Rule 2 of our appellate rules specifically provides that this Court
may suspend or vary the appellate rules and their requirements
[t]o prevent manifest injustice to a party, or to expedite
decision in the public interest. N.C. R. App. P. 2 (emphasis
added). While this Court may invoke Rule 2 upon our own
initiative, a party also is entitled to ask this Court to invoke
the Rule, see N.C. R. App. P. 2, however plaintiffs never attempted
to do so in this case. Based upon these facts, I would hold that
the undisputed facts of the case establish laches, which serves as
a bar to plaintiffs' claims given that they knew of the existence
of the grounds for their claim as early as March, if not January,
of 2005, but chose to take no action.

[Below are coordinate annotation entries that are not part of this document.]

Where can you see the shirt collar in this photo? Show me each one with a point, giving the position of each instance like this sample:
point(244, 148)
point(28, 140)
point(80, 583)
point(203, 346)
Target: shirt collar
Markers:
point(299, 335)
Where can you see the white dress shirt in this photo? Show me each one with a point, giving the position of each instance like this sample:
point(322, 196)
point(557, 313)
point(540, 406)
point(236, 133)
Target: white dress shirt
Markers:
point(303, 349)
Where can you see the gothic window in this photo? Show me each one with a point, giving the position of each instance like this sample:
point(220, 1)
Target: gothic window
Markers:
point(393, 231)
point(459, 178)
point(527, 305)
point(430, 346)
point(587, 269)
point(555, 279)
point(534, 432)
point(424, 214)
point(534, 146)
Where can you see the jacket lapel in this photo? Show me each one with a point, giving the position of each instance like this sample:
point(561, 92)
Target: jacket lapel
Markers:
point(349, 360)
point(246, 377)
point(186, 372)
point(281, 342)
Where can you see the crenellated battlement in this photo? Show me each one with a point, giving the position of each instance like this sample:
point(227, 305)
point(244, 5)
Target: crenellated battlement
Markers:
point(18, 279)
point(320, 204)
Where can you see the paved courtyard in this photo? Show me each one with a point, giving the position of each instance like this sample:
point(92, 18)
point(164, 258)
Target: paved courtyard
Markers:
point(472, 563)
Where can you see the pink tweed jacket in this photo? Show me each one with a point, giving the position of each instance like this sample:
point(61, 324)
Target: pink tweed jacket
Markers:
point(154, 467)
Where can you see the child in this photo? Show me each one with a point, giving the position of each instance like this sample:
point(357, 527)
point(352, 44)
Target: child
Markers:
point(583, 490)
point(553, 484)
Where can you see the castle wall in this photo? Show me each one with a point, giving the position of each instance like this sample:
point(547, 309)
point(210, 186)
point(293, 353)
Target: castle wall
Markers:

See Save Our Schools, 140
N.C. App. at 236, 535 S.E.2d at 909.
In addition, as cited by the majority, [a] case is considered
moot when 'a determination is sought on a matter which, when
rendered, cannot have any practical effect on the existing
controversy.' Lange v. Lange, 357 N.C. 645, 647, 588 S.E.2d 877,
879 (2003) (quoting Roberts v. Madison County Realtors Assn., 344
N.C. 394, 398-99, 474 S.E.2d 783, 787 (1996)). In the instant
action, there remain only a few months on the lease at issue. Our
rendering the lease void at this time would have little practical
effect on the existing controversy, as the lease likely wouldexpire before the children and modular buildings could be moved
from the property. This could not be done without great expense,
which would contradict plaintiffs' purposes in filing the instant
action. It is quite obvious that a court cannot restrain the
doing of that which has been already consummated. Austin v. Dare
County, 240 N.C. 662, 663, 83 S.E.2d 702, 703 (1954). As defendant
already has entered into, and effectively performed a majority of
the lease agreement in question, this Court may not now render a
decision on the validity of the lease.
For these reasons, I would decline to address the issues of
plaintiffs' request for a declaratory judgment voiding the lease
with the Association and for an injunction prohibiting future lease
payments, as these issues are now moot.